# Hippocampus's Garden

Under the sea, in the hippocampus's garden...

Search by

# Stats with Python: Sample Correlation Coefficient is Biased

February 24, 2021  |  8 min read  |  137 views

Have you ever wondered how much bias the sample correlation coefficient $r$ has with respect to the population correlation coefficient $\rho$? In fact, even if the sample size is about 20, there will be a bias of up to 5%, depending on the value of $\rho$. This post visualizes how large the bias is and shows how to fix it.

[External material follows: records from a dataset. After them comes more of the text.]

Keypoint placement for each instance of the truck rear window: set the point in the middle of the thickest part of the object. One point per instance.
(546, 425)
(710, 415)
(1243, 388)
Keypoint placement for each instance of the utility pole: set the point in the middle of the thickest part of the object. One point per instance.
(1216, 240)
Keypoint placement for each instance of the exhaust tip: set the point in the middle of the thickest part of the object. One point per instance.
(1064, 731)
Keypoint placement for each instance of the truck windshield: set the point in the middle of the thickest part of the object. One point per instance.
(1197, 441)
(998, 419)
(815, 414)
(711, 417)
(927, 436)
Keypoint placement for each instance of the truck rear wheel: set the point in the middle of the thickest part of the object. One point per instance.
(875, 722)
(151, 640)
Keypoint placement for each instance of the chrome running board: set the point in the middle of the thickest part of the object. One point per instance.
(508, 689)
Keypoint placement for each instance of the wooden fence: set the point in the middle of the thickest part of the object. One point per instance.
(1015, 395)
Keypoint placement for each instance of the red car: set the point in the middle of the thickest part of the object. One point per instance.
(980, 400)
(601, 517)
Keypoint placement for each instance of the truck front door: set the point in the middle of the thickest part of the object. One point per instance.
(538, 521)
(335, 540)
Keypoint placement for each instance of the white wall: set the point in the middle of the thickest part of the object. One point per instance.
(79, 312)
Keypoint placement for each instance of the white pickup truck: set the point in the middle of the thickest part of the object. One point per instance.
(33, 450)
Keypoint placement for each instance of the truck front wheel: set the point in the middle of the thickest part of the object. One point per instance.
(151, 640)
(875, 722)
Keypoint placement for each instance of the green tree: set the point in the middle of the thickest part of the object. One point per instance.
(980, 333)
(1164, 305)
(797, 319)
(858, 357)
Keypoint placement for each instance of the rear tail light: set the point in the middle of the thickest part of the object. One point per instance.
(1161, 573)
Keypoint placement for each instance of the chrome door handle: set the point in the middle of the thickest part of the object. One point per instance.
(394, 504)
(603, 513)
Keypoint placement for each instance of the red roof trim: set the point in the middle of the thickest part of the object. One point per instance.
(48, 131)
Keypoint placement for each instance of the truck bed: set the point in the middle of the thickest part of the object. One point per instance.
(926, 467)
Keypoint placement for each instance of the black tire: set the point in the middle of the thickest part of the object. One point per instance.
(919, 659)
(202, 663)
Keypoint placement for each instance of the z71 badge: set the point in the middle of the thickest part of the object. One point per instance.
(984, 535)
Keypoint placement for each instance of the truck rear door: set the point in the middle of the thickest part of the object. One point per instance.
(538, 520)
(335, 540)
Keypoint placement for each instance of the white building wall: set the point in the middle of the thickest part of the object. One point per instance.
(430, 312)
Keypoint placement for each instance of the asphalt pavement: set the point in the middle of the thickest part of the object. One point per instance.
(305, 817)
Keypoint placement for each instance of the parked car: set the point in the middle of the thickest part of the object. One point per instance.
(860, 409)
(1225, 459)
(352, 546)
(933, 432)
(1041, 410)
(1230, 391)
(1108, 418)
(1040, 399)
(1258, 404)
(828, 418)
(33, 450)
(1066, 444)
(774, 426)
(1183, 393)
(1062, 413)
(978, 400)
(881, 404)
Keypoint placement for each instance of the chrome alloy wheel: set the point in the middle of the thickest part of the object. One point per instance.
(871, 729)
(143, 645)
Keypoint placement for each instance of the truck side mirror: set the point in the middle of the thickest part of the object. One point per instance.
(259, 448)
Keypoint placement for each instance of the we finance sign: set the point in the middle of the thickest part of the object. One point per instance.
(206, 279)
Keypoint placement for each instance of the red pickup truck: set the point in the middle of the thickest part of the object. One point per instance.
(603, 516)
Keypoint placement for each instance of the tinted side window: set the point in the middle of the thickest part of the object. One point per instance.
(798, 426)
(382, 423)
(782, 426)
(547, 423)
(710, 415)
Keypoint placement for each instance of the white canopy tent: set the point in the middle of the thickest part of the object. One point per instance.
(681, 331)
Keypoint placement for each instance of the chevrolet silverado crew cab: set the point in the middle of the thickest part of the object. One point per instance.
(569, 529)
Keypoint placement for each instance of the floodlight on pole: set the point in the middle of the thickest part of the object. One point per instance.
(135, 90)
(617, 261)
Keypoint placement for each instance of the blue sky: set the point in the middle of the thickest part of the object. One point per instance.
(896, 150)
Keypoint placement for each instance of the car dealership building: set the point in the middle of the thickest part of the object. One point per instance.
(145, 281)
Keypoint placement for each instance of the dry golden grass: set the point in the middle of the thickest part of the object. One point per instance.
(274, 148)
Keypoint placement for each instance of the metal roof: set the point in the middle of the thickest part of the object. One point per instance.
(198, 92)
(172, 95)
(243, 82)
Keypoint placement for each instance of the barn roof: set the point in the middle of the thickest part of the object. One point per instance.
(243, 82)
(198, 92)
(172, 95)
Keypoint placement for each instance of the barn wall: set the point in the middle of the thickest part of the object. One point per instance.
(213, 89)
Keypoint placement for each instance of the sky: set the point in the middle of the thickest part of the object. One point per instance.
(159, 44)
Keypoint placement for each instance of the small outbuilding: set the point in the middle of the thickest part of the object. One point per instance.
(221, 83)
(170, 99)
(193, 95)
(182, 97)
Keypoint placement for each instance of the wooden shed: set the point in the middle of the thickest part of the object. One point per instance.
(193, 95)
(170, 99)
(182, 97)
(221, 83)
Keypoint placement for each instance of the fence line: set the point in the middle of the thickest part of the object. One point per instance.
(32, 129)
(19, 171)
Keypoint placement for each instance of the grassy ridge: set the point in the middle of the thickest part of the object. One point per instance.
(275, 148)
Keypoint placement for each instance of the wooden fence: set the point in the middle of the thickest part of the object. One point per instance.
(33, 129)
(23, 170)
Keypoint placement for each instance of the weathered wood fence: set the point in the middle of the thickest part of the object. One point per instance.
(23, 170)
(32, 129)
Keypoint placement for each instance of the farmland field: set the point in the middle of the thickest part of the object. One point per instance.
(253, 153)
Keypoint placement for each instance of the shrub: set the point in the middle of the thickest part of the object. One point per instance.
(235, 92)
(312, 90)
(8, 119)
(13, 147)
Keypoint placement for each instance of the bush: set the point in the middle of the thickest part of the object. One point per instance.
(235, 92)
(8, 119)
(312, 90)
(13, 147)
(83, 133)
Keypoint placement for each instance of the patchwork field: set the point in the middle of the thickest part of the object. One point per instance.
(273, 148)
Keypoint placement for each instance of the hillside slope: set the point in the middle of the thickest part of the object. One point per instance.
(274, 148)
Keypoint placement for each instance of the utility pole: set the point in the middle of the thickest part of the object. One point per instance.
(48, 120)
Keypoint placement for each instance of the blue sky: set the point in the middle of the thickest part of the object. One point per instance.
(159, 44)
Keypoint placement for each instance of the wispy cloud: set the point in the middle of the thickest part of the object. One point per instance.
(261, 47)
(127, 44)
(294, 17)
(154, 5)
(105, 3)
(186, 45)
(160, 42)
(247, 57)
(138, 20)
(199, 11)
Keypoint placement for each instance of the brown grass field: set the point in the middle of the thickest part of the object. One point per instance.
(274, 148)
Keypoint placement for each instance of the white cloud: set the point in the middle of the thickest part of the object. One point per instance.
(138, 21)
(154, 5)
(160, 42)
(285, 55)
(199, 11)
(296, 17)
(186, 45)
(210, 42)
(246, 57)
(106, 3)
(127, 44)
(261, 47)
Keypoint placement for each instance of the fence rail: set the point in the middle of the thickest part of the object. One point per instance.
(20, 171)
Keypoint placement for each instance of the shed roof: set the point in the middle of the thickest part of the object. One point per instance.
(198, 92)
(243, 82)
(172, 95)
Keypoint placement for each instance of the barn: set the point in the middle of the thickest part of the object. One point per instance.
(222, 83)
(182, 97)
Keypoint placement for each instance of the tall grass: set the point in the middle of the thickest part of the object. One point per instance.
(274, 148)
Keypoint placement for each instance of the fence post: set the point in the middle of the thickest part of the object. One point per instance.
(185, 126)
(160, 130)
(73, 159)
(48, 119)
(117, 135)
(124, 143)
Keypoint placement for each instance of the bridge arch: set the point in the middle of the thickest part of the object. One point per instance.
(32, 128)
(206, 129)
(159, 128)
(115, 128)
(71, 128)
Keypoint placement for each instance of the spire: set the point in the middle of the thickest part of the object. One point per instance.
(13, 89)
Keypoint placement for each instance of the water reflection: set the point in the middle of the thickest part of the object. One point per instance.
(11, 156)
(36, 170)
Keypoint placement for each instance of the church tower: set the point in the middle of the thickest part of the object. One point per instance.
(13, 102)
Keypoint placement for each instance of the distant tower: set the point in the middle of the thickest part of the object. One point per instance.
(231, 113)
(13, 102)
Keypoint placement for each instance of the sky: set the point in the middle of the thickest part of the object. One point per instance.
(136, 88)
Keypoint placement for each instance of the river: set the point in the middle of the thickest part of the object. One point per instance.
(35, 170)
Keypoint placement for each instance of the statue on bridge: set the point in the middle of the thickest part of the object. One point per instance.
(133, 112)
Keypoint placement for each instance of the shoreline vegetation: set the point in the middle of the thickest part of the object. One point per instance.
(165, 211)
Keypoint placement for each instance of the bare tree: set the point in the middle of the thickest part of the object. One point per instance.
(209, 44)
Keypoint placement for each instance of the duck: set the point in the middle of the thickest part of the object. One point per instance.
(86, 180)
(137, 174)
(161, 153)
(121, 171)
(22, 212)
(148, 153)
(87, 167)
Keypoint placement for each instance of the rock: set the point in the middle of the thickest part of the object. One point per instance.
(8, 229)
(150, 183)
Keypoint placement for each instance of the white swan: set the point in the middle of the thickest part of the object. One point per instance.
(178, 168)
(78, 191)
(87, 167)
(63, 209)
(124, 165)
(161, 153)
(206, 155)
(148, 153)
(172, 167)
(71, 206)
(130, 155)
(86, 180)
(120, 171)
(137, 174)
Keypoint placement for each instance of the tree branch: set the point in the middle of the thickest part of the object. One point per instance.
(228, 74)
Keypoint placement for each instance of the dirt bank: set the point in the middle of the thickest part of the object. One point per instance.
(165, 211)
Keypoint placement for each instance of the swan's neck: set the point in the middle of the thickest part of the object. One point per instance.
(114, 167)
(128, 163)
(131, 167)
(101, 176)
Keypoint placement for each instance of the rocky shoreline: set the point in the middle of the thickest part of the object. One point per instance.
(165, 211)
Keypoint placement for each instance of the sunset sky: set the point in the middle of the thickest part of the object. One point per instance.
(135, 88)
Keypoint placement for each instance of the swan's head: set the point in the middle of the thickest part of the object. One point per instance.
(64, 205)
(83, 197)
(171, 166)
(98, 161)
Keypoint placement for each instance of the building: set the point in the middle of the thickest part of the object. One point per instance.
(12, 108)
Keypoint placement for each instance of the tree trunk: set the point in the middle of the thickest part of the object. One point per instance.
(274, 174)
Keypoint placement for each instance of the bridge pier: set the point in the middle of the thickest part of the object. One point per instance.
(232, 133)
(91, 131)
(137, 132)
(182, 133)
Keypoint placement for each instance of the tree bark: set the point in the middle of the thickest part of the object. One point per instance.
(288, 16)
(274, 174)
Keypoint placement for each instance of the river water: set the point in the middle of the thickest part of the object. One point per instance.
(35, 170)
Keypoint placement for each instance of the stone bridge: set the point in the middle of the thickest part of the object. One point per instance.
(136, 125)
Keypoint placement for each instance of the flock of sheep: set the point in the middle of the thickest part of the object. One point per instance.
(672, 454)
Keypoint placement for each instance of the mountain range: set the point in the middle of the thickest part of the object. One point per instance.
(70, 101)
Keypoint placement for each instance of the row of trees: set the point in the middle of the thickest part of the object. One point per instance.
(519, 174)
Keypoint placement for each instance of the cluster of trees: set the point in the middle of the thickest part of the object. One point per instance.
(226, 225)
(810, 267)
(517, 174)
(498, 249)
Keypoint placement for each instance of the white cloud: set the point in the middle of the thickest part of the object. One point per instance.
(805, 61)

## Definition: Pearson’s r

As already discussed in the previous post, Pearson product-moment correlation coefficient, or simply Pearson’s r of the paired sequences $\{(x_i,y_i)\}_{i=1}^n$ is given as:

$r = \frac{{\displaystyle \sum_{i = 1}^n (x_i - \overline{x}) (y_i - \overline{y})}}{\sqrt{{\displaystyle \sum_{i = 1}^n (x_i - \overline{x})^2}} \sqrt{{\displaystyle \sum_{i = 1}^n (y_i - \overline{y})^2}}} ,$

where $\bar{x}$ and $\bar{y}$ are the sample means. This is the sample correlation coefficient. For a population, the population correlation coefficient of the paired random variables $X$ and $Y$ is defined as:

$\rho = \frac{Cov[X,Y]}{\sqrt{V[X]}\sqrt{V[Y]}}.$

## Pearson’s r For a Sample is Biased!

So, is the sample correlation coefficient $r$ an unbiased estimator of the population correlation coefficient $\rho$? Unfortunately, the answer is no. $r$ is only asymptotically unbiased, so when the sample size is small, you need to care about its bias.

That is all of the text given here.